The PlazaThe surveillance team had settled in, and had their equipment running, recording the arrival of Timothy Karnes to his apartment. They had noted this fact, and reported it to their superiors, who had ordered further surveillance, to record any incriminating conversations or activity.
And so they continued their activities, and made a note of what time someone knocked on Karnes’ door. They made a further note of a young man’s voice charging into the room and shouting at Karnes.
The Freeman boy was there, they mused to each other, and he was yelling at Tim and telling him that his days were numbered. That he had managed to sic the cops on them, and that he was going to see justice at last. The police grew nervous at this, and reported it to their superiors again, unable to reach Carl Doherty at all for some reason. This made them more concerned and they tried to reach Victor Farley, but they couldn’t.
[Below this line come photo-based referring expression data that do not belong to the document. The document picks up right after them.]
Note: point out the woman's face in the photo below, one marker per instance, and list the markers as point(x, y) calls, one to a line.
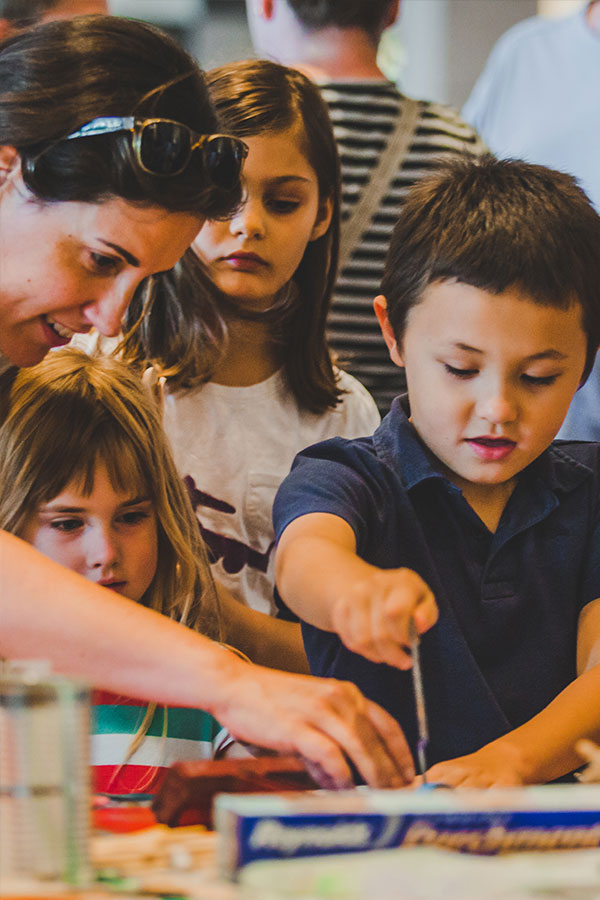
point(67, 267)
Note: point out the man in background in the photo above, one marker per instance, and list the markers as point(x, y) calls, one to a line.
point(18, 14)
point(386, 143)
point(538, 98)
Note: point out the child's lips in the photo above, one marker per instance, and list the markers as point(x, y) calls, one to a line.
point(113, 585)
point(245, 261)
point(492, 448)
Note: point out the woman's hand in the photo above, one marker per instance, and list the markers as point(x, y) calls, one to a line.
point(328, 723)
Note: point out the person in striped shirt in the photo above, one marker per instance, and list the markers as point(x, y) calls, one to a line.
point(335, 43)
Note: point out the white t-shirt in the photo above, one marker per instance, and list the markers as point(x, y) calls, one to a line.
point(538, 98)
point(234, 446)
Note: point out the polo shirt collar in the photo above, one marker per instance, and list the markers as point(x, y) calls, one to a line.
point(398, 445)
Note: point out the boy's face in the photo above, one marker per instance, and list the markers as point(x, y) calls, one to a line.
point(490, 377)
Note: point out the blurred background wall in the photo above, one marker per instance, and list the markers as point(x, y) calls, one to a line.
point(435, 51)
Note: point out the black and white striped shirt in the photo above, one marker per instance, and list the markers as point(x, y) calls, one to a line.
point(364, 114)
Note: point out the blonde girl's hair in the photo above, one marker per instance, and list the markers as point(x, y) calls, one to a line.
point(181, 326)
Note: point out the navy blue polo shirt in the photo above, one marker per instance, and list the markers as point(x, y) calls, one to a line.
point(505, 642)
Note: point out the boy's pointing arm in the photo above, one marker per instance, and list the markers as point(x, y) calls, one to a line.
point(321, 578)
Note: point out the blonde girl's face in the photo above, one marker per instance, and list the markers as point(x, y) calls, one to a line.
point(255, 253)
point(109, 537)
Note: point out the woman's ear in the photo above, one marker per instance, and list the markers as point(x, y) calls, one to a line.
point(380, 307)
point(323, 220)
point(9, 161)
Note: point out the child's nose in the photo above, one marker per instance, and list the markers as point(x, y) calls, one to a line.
point(102, 549)
point(498, 407)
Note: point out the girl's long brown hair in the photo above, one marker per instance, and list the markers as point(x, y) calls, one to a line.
point(181, 326)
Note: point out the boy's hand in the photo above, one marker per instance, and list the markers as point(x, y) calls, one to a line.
point(495, 765)
point(373, 617)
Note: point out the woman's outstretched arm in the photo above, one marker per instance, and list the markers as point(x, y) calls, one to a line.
point(86, 631)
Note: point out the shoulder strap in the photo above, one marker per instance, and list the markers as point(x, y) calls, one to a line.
point(374, 190)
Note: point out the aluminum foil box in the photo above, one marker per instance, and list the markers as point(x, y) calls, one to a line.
point(255, 827)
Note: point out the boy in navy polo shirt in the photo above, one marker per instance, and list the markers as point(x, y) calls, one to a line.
point(460, 512)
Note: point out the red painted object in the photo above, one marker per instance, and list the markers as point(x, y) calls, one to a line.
point(188, 788)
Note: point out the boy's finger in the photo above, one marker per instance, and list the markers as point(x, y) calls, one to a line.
point(426, 612)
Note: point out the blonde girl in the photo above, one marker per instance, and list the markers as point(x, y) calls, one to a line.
point(88, 480)
point(250, 378)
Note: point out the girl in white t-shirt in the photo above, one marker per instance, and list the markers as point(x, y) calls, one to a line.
point(250, 380)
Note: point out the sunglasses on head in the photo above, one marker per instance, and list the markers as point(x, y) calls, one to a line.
point(164, 147)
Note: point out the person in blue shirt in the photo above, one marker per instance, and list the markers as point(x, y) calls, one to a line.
point(460, 512)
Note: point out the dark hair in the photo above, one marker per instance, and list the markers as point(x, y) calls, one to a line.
point(496, 225)
point(366, 14)
point(58, 76)
point(23, 13)
point(186, 332)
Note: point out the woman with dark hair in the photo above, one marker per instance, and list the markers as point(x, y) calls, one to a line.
point(108, 167)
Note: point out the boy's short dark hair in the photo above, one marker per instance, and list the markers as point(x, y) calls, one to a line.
point(23, 13)
point(367, 14)
point(498, 224)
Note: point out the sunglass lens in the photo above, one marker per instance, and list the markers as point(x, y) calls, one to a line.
point(164, 148)
point(223, 158)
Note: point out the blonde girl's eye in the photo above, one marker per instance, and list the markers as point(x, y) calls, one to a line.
point(134, 517)
point(460, 373)
point(66, 525)
point(102, 264)
point(539, 380)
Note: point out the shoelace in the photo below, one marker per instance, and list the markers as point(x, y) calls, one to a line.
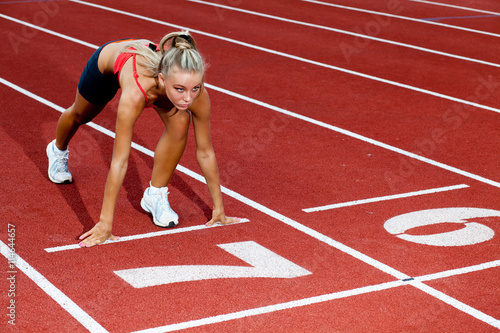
point(163, 193)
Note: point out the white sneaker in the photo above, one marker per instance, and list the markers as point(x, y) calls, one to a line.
point(157, 204)
point(58, 165)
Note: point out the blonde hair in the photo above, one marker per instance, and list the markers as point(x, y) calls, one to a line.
point(178, 49)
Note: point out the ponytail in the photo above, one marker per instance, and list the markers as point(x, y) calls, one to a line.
point(182, 53)
point(178, 49)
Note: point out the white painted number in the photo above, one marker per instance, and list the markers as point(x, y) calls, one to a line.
point(471, 233)
point(265, 264)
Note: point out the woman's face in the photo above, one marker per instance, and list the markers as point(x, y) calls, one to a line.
point(182, 87)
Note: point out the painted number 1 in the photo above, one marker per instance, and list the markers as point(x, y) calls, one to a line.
point(265, 264)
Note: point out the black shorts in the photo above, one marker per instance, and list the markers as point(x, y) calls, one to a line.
point(94, 86)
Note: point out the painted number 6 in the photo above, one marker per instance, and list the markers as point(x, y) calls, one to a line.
point(472, 233)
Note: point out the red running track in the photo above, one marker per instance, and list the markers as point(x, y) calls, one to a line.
point(363, 278)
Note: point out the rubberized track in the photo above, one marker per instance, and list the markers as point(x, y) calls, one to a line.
point(330, 120)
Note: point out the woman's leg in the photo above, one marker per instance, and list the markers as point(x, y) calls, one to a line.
point(78, 114)
point(81, 112)
point(167, 155)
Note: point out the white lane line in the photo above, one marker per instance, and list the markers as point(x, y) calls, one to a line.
point(64, 301)
point(404, 18)
point(459, 271)
point(344, 294)
point(458, 7)
point(294, 224)
point(283, 111)
point(47, 31)
point(289, 56)
point(345, 32)
point(272, 308)
point(271, 107)
point(143, 236)
point(384, 198)
point(359, 137)
point(456, 304)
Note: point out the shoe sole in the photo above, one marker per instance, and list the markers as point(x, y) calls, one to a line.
point(171, 224)
point(67, 181)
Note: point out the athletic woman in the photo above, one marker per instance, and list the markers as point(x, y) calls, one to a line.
point(167, 77)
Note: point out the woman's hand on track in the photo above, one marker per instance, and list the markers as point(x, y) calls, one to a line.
point(97, 235)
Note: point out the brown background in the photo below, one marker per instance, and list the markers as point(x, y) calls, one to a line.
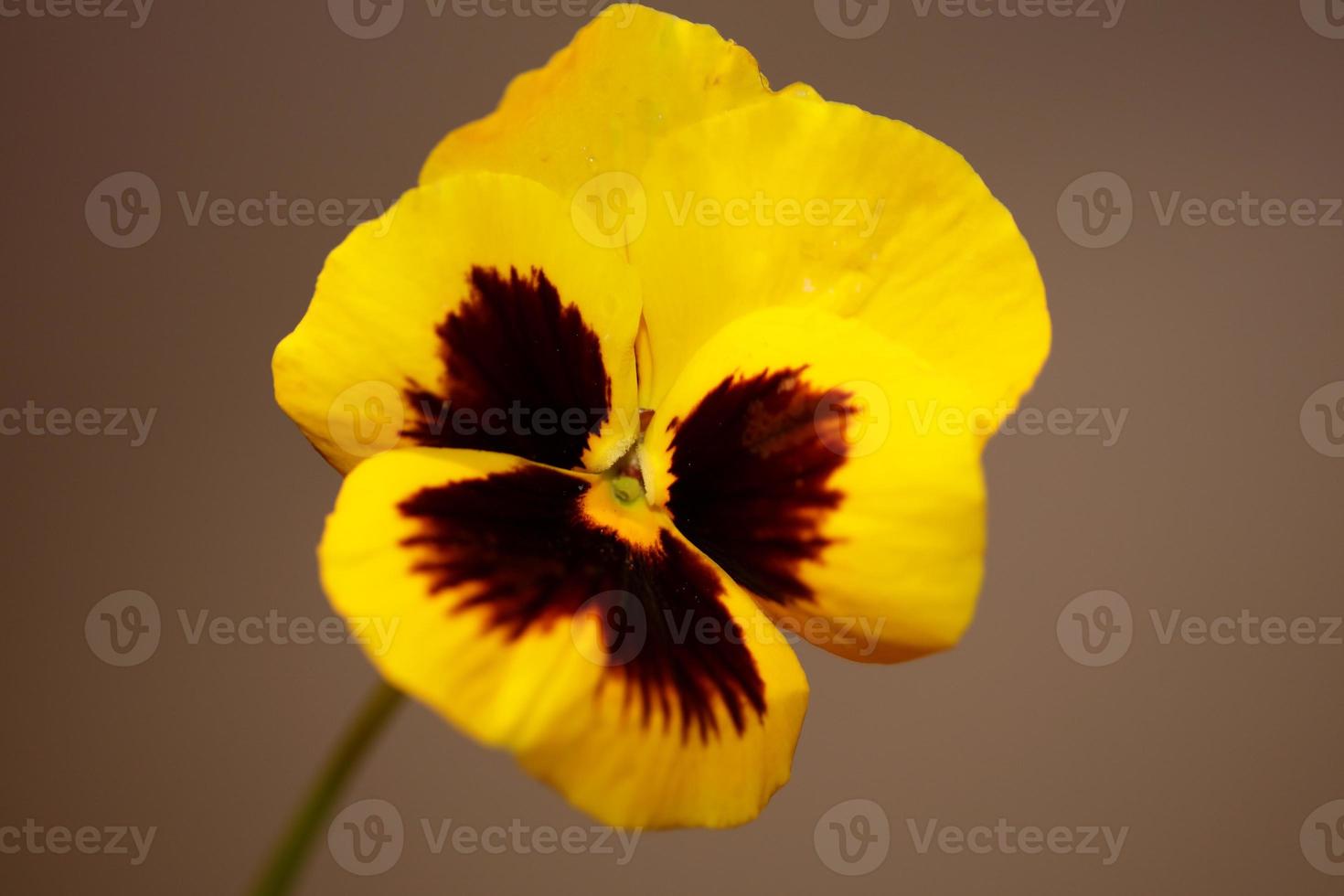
point(1211, 501)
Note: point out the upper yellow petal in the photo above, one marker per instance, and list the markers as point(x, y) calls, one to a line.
point(471, 316)
point(495, 581)
point(804, 203)
point(601, 105)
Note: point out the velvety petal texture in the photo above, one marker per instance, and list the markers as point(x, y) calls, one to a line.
point(611, 657)
point(472, 316)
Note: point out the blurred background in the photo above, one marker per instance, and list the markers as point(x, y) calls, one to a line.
point(1157, 655)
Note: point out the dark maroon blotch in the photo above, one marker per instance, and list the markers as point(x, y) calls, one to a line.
point(522, 540)
point(523, 374)
point(752, 468)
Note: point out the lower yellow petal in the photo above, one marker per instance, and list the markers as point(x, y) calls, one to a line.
point(542, 615)
point(805, 203)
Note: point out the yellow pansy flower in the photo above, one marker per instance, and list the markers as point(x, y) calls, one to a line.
point(654, 368)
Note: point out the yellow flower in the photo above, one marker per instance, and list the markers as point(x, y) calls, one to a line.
point(654, 363)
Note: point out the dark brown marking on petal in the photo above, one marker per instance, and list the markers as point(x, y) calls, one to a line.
point(532, 559)
point(752, 468)
point(523, 375)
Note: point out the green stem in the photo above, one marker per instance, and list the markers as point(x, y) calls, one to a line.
point(288, 856)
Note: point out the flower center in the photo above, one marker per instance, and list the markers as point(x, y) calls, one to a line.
point(628, 489)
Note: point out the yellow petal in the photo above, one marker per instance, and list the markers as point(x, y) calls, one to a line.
point(831, 473)
point(497, 579)
point(601, 103)
point(471, 316)
point(795, 202)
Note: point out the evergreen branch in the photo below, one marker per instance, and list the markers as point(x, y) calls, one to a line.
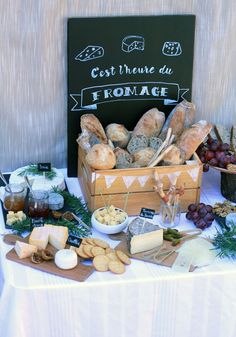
point(225, 243)
point(76, 205)
point(32, 169)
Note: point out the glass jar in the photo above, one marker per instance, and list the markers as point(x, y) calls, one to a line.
point(38, 204)
point(170, 215)
point(14, 197)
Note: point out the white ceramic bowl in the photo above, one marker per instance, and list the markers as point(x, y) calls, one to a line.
point(108, 229)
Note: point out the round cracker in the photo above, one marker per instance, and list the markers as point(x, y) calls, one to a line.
point(101, 243)
point(123, 257)
point(90, 241)
point(109, 250)
point(88, 250)
point(98, 251)
point(112, 256)
point(116, 267)
point(81, 253)
point(100, 262)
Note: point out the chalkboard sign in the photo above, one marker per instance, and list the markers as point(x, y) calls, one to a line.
point(119, 67)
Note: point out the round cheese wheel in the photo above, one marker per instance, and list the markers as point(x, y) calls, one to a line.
point(66, 259)
point(38, 182)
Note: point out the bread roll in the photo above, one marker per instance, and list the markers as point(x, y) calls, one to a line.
point(150, 123)
point(142, 157)
point(91, 123)
point(137, 143)
point(175, 156)
point(192, 137)
point(123, 158)
point(118, 134)
point(101, 157)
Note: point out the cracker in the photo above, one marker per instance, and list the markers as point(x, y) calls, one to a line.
point(101, 243)
point(98, 251)
point(88, 250)
point(109, 250)
point(100, 263)
point(112, 256)
point(90, 241)
point(116, 267)
point(81, 253)
point(123, 257)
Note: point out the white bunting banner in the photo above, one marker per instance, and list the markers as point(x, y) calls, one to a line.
point(142, 180)
point(194, 173)
point(128, 180)
point(95, 176)
point(110, 180)
point(173, 177)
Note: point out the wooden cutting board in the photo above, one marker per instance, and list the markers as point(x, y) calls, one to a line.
point(80, 273)
point(157, 256)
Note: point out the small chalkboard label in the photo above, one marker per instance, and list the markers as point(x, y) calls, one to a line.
point(37, 222)
point(44, 167)
point(147, 213)
point(74, 240)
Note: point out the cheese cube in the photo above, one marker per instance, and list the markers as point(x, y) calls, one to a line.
point(24, 250)
point(39, 237)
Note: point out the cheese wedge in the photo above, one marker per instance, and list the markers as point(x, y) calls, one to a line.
point(147, 241)
point(58, 236)
point(55, 235)
point(39, 237)
point(24, 250)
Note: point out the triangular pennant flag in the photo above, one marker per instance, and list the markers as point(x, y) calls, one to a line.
point(172, 177)
point(128, 180)
point(110, 180)
point(95, 176)
point(142, 180)
point(194, 173)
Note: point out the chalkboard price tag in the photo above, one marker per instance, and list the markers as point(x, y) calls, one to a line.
point(44, 167)
point(147, 213)
point(74, 240)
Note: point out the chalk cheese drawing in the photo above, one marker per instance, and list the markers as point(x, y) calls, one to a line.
point(171, 48)
point(132, 42)
point(90, 53)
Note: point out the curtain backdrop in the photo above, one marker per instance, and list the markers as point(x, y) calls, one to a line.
point(33, 87)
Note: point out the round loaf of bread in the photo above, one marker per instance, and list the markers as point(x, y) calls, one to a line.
point(118, 134)
point(136, 143)
point(101, 157)
point(123, 158)
point(142, 157)
point(150, 123)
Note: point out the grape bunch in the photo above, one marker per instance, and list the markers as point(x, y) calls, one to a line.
point(215, 153)
point(201, 215)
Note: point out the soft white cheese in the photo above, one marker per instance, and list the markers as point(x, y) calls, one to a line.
point(24, 250)
point(66, 259)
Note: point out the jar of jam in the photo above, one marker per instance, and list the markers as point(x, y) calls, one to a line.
point(38, 204)
point(14, 197)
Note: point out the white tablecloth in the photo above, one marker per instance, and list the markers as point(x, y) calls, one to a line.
point(147, 301)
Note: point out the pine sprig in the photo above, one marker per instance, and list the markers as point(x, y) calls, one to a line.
point(225, 243)
point(76, 205)
point(32, 169)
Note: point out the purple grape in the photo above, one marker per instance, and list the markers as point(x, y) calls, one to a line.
point(206, 168)
point(192, 207)
point(189, 215)
point(202, 212)
point(209, 208)
point(213, 162)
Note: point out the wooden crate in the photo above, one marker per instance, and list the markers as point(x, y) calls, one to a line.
point(113, 185)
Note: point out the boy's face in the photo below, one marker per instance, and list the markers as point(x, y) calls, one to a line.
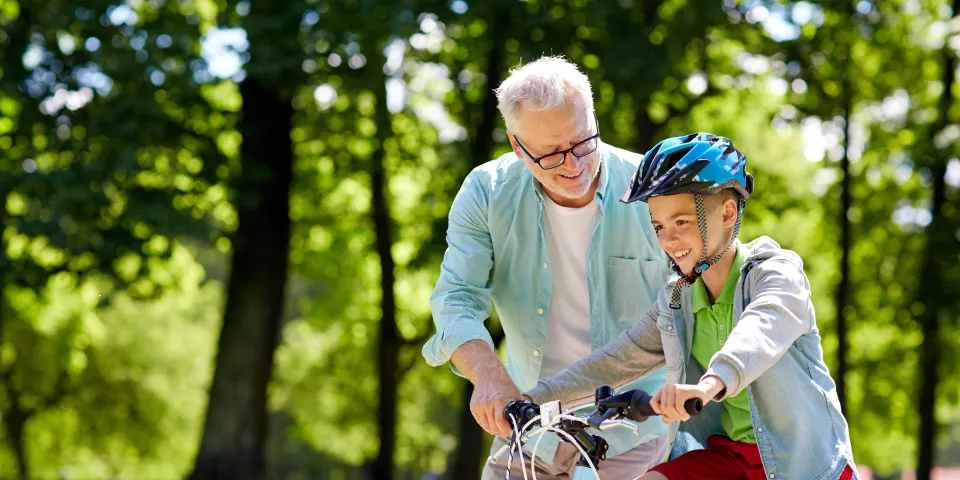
point(675, 221)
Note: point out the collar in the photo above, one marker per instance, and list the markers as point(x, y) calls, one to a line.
point(700, 300)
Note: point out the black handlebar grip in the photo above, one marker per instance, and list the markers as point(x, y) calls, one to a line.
point(522, 410)
point(640, 407)
point(693, 406)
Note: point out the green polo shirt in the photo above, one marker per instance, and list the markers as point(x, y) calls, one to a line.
point(711, 329)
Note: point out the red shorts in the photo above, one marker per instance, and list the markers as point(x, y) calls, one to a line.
point(723, 459)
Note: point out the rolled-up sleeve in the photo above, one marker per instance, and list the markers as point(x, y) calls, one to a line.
point(461, 300)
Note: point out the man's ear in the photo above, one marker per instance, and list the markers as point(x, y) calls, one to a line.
point(515, 146)
point(730, 210)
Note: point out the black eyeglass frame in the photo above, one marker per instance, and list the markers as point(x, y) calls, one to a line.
point(564, 152)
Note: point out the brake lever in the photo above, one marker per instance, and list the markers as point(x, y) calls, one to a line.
point(607, 425)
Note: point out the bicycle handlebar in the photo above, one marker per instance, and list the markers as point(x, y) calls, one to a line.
point(633, 405)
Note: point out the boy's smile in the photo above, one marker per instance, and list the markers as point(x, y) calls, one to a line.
point(675, 221)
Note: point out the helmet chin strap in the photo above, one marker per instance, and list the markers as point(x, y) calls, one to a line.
point(703, 264)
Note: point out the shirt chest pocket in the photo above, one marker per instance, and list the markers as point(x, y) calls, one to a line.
point(672, 353)
point(632, 284)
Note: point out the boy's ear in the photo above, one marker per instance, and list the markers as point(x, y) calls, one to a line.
point(730, 211)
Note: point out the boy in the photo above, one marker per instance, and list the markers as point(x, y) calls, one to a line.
point(738, 322)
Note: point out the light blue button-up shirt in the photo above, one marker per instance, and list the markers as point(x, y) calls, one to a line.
point(497, 255)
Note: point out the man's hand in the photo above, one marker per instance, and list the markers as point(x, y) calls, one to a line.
point(669, 400)
point(490, 397)
point(493, 388)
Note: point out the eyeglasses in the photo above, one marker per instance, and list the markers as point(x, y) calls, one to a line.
point(553, 160)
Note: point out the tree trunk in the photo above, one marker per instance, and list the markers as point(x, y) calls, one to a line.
point(390, 341)
point(932, 291)
point(236, 424)
point(843, 286)
point(16, 423)
point(482, 143)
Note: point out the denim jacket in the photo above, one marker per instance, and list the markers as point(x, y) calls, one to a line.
point(497, 255)
point(773, 353)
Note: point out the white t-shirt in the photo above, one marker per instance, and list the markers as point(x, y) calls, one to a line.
point(567, 231)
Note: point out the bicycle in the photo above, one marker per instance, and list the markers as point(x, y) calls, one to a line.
point(610, 412)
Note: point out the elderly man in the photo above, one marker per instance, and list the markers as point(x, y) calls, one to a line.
point(540, 233)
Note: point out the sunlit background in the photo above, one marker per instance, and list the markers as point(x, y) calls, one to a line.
point(145, 146)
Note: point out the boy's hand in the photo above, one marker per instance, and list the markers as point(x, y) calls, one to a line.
point(669, 400)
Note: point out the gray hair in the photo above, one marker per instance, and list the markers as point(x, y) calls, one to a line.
point(541, 85)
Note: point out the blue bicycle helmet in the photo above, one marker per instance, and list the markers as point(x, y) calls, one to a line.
point(701, 164)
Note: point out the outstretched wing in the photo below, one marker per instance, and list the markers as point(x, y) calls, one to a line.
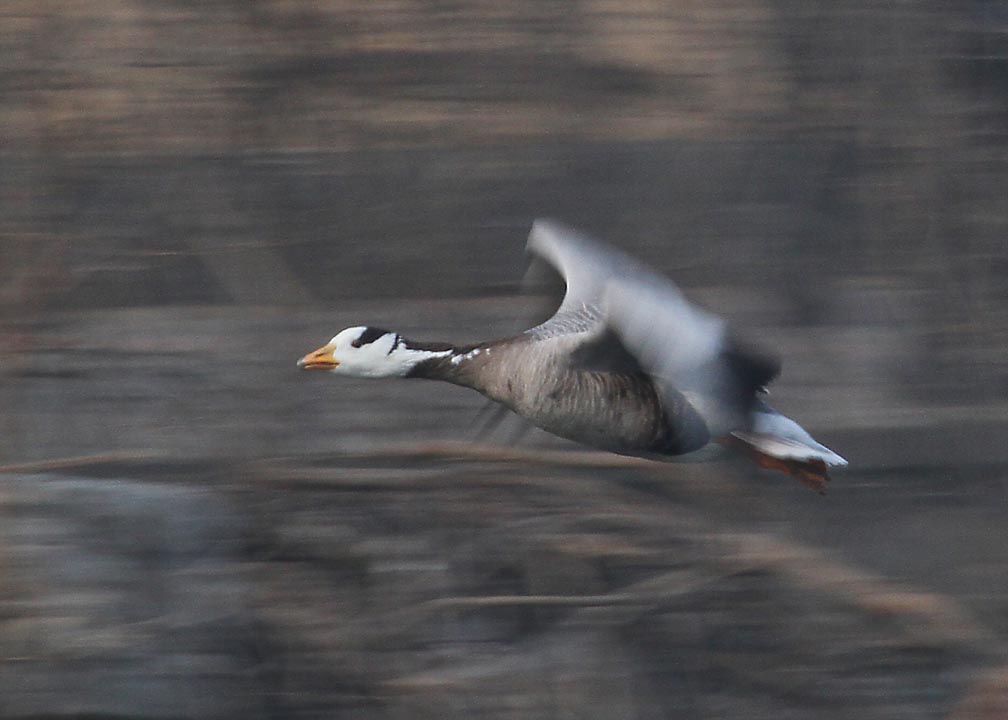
point(686, 351)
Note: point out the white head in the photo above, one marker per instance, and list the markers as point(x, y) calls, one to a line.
point(367, 352)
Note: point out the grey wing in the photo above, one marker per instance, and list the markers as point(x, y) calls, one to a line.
point(686, 351)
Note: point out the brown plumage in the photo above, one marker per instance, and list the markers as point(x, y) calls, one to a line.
point(626, 364)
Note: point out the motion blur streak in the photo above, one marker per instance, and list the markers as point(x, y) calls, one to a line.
point(193, 194)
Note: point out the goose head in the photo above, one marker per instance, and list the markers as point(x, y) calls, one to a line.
point(367, 352)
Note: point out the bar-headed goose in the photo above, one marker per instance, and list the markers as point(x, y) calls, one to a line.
point(625, 364)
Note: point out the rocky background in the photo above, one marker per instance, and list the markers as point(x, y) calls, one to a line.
point(194, 195)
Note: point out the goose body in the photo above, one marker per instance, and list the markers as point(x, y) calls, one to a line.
point(626, 364)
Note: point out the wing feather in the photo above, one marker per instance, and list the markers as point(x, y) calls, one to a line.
point(685, 350)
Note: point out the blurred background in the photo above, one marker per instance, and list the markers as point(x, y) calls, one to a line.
point(194, 195)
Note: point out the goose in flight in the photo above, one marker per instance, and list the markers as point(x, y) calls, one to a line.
point(626, 364)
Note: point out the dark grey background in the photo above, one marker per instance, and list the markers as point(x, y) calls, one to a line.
point(194, 196)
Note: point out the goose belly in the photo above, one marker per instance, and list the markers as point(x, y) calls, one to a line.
point(616, 412)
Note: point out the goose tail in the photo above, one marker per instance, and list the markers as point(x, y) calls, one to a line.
point(776, 442)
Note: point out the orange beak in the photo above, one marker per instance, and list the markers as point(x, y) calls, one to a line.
point(321, 359)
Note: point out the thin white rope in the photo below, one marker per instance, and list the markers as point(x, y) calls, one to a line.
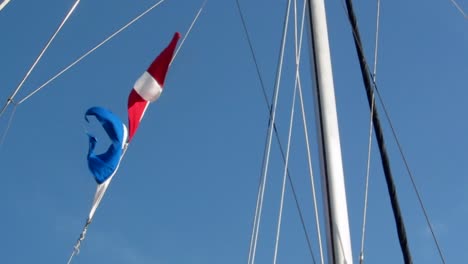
point(189, 30)
point(253, 249)
point(366, 192)
point(285, 174)
point(76, 248)
point(459, 8)
point(377, 31)
point(7, 128)
point(10, 99)
point(91, 51)
point(306, 135)
point(288, 146)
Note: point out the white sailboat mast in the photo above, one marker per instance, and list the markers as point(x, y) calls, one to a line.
point(336, 210)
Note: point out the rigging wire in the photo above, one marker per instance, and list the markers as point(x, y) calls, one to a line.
point(392, 128)
point(7, 128)
point(90, 51)
point(459, 8)
point(12, 96)
point(298, 45)
point(306, 136)
point(283, 188)
point(369, 88)
point(366, 193)
point(76, 248)
point(411, 176)
point(291, 184)
point(271, 122)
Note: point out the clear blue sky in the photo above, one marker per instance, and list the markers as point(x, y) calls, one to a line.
point(186, 190)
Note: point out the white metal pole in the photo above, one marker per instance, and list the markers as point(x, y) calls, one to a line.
point(333, 186)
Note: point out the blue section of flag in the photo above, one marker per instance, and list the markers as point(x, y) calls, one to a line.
point(104, 165)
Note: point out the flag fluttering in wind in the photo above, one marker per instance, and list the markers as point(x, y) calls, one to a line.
point(149, 86)
point(104, 166)
point(3, 3)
And so they called Chief Kitchens as the argument between the two step-brothers grew louder and more heated and sounds of a scuffle could be heard. Kitchens asked if there was any sign of Captain Marvel as the words grew more heated and the answer was negative.
“Get over there! Quick! Keep the Freeman kid safe at all costs, damn it!” he shouted, as he felt the last of his faith slipping.
As they rose and grabbed weapons and gear, the surveillance team then heard a one-word shout.
“SABBAC!”And then they heard a strange sound, like a sudden roar of flames, followed by a sickening crack, scream of pain and a heavy thud.